After a few days of researching I stumbled across a thing called TrueCrypt. It meets a lot of my requirements, namely:
Now, it's not as if I'm going to go through and review the entire source code of the engine but I like the fact that it's being developed openly and (as far as I can tell) is part of a project that is not socially or financially beholden to anyone.
I've been slowly migrating all of my data over to encrypted volumes; mostly the delay is because moving the data means copying stuff back and forth across my little home LAN and reformatting/creating container files. When you're moving terabytes around, it takes time; there's no way around it.
TrueCrypt is simply a piece of cake to use. It passed my "bozo benchmark"(1) with flying colors: I was able to start using the software without having to read any directions at all. In fact, it has been so ridiculously easy to use that I have been wondering where the catch is. There's got to be one, right?

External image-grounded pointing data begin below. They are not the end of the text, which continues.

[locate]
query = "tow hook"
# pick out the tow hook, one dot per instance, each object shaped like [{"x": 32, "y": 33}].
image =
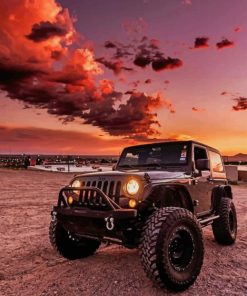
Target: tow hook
[{"x": 109, "y": 223}]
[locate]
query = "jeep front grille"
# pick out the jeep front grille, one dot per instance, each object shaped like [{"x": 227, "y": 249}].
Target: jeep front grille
[{"x": 110, "y": 188}]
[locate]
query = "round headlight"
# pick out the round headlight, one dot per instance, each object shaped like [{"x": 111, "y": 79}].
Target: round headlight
[
  {"x": 132, "y": 187},
  {"x": 76, "y": 183}
]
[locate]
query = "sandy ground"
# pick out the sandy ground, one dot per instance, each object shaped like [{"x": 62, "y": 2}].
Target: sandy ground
[{"x": 29, "y": 265}]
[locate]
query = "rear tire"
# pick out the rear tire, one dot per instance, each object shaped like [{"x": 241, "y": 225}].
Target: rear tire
[
  {"x": 225, "y": 228},
  {"x": 172, "y": 248},
  {"x": 70, "y": 247}
]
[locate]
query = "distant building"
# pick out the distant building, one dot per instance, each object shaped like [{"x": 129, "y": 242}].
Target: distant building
[{"x": 238, "y": 158}]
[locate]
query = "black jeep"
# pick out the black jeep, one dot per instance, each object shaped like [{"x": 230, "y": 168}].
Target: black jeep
[{"x": 157, "y": 199}]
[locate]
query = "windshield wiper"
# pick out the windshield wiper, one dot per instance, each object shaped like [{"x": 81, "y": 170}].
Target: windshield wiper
[{"x": 126, "y": 166}]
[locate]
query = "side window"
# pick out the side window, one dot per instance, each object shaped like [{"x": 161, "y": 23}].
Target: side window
[
  {"x": 199, "y": 153},
  {"x": 216, "y": 162}
]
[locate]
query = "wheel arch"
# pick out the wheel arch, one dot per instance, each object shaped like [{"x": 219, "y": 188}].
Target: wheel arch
[
  {"x": 167, "y": 195},
  {"x": 219, "y": 192}
]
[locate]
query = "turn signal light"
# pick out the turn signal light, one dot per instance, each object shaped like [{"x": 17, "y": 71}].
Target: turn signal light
[
  {"x": 70, "y": 200},
  {"x": 132, "y": 203}
]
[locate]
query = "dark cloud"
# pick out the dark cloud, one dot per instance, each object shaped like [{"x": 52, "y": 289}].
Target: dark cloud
[
  {"x": 109, "y": 44},
  {"x": 166, "y": 63},
  {"x": 134, "y": 118},
  {"x": 142, "y": 53},
  {"x": 241, "y": 104},
  {"x": 74, "y": 90},
  {"x": 45, "y": 30},
  {"x": 195, "y": 109},
  {"x": 237, "y": 29},
  {"x": 116, "y": 65},
  {"x": 142, "y": 61},
  {"x": 201, "y": 42},
  {"x": 34, "y": 140},
  {"x": 224, "y": 43}
]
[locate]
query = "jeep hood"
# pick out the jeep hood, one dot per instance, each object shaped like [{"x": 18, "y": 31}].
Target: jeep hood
[{"x": 153, "y": 174}]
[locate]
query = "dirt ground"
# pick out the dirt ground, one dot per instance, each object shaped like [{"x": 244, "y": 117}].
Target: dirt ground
[{"x": 29, "y": 265}]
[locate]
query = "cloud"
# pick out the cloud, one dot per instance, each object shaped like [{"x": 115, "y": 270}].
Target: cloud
[
  {"x": 187, "y": 2},
  {"x": 34, "y": 140},
  {"x": 166, "y": 63},
  {"x": 135, "y": 26},
  {"x": 201, "y": 42},
  {"x": 116, "y": 66},
  {"x": 241, "y": 104},
  {"x": 134, "y": 118},
  {"x": 224, "y": 43},
  {"x": 194, "y": 109},
  {"x": 45, "y": 30},
  {"x": 237, "y": 29},
  {"x": 142, "y": 53},
  {"x": 109, "y": 44},
  {"x": 75, "y": 90}
]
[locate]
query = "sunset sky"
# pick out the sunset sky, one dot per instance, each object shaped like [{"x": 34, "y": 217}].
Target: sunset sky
[{"x": 92, "y": 76}]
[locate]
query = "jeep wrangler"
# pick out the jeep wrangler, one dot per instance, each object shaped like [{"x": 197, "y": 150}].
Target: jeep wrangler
[{"x": 157, "y": 198}]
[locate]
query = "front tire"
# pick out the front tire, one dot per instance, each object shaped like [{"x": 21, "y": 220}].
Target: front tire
[
  {"x": 172, "y": 248},
  {"x": 70, "y": 247},
  {"x": 225, "y": 228}
]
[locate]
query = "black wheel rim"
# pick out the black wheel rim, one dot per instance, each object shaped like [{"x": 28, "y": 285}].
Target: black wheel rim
[{"x": 181, "y": 249}]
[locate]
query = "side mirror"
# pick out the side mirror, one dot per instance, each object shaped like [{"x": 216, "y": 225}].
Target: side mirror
[{"x": 203, "y": 165}]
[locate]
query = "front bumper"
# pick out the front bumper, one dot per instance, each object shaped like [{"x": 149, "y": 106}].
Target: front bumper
[{"x": 87, "y": 221}]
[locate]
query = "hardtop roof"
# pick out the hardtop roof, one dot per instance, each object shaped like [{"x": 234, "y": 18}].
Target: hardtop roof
[{"x": 189, "y": 142}]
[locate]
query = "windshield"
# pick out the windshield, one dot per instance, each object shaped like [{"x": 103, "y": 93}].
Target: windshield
[{"x": 156, "y": 155}]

(From the SourceFire Security Calendar)
Hard disk write speeds on my slow laptop are about 10MB/second, which is a slight performance degradation, but acceptable. I'd already set my laptop up so that my personal files are on a separate volume (C: and D:) and all I had to do to encrypt everything was copy all of D: to one of my network servers, zap that partition, and create a container file that occupied most of the D: drive, then copy the data back. With 18GB of data, that took all of 1/2 hour, during which I entertained the dogs, drank some coffee, and read a book. The hardest part of the process was getting my installation of Eudora to look for its mail archives in another directory - which took 2 seconds of looking in Eudora.ini with notepad. Next time I wipe and reload my laptop (about every 6-9 months) I'll just make the entire partition an encrypted volume, but for now I think I'll leave my MP3 directory unencrypted. If ninjas kill me and get my laptop, I hope they're Ray Wylie Hubbard fans, too.

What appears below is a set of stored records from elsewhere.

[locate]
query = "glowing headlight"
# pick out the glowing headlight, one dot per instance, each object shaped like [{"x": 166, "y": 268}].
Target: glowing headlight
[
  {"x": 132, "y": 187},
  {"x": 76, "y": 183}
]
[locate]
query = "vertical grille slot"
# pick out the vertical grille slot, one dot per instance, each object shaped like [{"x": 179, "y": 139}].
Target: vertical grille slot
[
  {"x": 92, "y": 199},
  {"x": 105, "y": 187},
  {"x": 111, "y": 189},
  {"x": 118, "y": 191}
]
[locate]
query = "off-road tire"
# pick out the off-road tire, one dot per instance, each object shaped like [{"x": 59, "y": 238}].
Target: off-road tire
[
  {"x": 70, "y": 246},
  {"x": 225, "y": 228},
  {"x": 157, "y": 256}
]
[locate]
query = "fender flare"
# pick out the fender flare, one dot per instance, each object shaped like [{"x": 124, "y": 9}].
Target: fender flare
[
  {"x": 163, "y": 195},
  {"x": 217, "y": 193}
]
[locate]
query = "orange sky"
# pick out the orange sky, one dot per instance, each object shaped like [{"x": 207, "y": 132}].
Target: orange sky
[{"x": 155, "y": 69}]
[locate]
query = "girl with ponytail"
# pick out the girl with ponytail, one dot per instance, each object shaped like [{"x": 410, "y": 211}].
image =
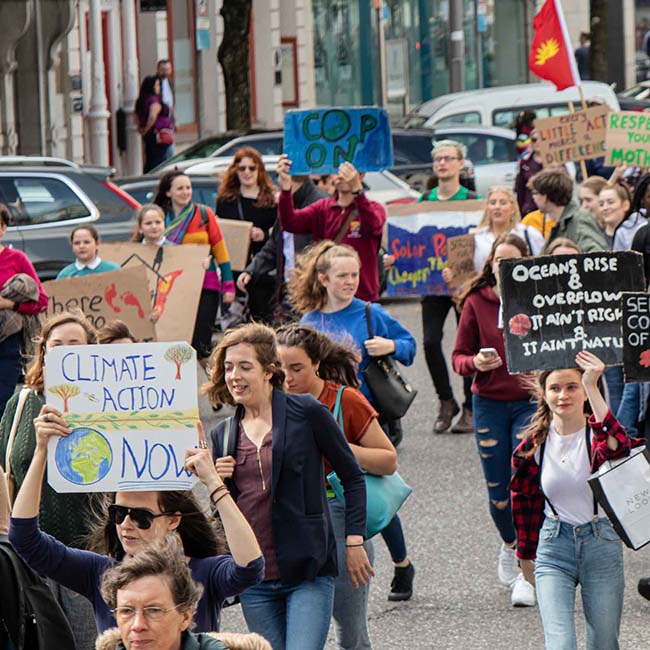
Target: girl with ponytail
[{"x": 563, "y": 536}]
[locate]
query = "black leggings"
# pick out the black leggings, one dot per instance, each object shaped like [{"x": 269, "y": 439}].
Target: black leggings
[
  {"x": 205, "y": 319},
  {"x": 434, "y": 314}
]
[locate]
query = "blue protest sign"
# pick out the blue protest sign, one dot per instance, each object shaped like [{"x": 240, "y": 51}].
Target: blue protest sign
[
  {"x": 317, "y": 141},
  {"x": 417, "y": 237}
]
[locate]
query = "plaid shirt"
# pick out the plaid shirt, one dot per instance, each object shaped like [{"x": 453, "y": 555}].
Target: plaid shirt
[{"x": 525, "y": 487}]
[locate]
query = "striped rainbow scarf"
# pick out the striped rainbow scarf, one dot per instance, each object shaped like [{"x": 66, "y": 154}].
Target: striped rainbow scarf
[{"x": 177, "y": 226}]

Creating an encrypted volume to stick all my backup images in was merely an exercise in patience: over my LAN, writing to my fileserver, it took 9 hours (i.e.: overnight) to format a 300GB encrypted container file. Secure backups appear to be something that eludes most major businesses or government agencies; it was a problem I solved for myself while I was sound asleep. I probably could have done my backup volume as an entire encrypted device but my file server is running a 5 year-old version of BSD and I am reluctant to mess with something that already works.
Looking at the TrueCrypt statistics for downloads I see that several thousand people are downloading it every day, and over a million have downloaded it so far. That's pretty impressive!! It's too bad the corporate muckety-mucks who are spending millions of dollars complying with paper exercise security standards like HIPAA can't be bothered to install something like that. And it's a shame that some corporations are going to spend millions of dollars doing damage control because of data loss, when they could have spent, ummmm, nothing, instead.

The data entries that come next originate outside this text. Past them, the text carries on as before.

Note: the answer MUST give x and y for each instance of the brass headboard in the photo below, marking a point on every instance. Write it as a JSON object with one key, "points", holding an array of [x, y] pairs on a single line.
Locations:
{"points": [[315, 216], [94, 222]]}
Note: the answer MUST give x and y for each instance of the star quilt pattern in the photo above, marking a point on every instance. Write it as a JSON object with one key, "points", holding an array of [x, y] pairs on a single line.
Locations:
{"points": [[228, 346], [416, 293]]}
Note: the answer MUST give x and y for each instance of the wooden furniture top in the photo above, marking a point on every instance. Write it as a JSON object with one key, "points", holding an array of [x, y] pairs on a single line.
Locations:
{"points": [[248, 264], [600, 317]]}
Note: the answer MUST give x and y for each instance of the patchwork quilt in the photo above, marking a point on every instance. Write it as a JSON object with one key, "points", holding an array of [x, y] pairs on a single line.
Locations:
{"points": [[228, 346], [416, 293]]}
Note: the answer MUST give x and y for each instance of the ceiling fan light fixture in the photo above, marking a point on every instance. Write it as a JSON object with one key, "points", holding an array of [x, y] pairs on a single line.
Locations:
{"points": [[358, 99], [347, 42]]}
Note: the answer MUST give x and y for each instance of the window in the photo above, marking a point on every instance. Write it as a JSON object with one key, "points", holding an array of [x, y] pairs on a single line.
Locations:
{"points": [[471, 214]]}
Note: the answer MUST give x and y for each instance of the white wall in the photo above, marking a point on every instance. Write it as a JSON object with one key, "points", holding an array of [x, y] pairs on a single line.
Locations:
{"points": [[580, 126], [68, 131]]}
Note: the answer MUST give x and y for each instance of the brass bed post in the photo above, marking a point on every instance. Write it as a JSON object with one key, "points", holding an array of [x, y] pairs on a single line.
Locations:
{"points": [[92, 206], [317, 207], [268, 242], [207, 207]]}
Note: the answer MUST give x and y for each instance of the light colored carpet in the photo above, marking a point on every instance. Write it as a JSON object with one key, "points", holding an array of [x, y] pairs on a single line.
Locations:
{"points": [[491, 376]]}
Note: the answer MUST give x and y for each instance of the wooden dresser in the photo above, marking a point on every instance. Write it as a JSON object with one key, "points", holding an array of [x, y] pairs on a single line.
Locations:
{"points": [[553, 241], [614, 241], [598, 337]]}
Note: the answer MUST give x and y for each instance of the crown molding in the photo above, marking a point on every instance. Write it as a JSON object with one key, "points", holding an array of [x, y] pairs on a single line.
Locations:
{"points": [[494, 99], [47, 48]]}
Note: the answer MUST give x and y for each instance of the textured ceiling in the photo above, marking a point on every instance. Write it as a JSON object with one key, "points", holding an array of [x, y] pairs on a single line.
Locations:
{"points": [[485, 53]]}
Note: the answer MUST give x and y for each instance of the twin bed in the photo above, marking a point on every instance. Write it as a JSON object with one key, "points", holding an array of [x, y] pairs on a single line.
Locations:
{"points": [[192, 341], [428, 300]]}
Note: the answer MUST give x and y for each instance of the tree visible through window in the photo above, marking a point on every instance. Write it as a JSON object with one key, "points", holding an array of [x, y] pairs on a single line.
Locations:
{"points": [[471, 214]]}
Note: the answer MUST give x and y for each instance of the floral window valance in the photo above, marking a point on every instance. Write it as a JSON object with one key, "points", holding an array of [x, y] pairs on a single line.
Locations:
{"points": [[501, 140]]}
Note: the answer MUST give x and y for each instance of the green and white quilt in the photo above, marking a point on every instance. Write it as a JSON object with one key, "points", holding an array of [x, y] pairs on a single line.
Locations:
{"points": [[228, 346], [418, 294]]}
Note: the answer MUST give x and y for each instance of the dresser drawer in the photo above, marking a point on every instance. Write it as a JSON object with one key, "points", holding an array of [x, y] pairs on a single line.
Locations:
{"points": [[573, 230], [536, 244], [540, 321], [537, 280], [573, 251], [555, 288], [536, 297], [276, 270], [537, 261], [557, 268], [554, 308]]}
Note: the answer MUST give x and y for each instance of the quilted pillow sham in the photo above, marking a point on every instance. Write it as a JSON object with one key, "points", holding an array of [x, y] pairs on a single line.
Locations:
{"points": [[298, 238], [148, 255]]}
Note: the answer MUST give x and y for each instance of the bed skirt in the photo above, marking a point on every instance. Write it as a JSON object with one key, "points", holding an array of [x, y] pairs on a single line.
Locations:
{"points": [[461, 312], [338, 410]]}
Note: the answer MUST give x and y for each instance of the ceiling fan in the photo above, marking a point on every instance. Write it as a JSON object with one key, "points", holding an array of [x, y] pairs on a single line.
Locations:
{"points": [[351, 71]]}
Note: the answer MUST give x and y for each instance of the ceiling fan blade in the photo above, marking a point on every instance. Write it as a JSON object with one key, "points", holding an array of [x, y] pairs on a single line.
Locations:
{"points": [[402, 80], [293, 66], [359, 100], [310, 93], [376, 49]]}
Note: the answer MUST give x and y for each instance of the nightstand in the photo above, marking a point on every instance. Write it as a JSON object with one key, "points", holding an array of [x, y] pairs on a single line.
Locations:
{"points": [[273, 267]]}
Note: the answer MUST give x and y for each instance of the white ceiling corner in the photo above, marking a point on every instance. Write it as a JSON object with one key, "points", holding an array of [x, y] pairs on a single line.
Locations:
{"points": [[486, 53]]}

I rate TrueCrypt as five stars out of five! Get this software. Use it. Sneer at the people who are so lazy that they do not encrypt their laptop drives. Call them stupid. And make sure you do your backups.
Sitting on the porch watching the pond grow, Bellwether Farm, Morrisdale, PA
June 24 2006
(1) The infamous "bozo benchmark" is when you install and start using the thing without reading any directions or warning labels. This benchmark can be used for everything from computer components to motorcycles, weed-whackers, and firearms. My wife says that the "bozo benchmark" is merely a cheap fiction that I created to justify my typical male tendency to want to wade into stuff without reading the instructions. By enshrining that tendency as a benchmark, I legitimize it! She is, of course, completely correct.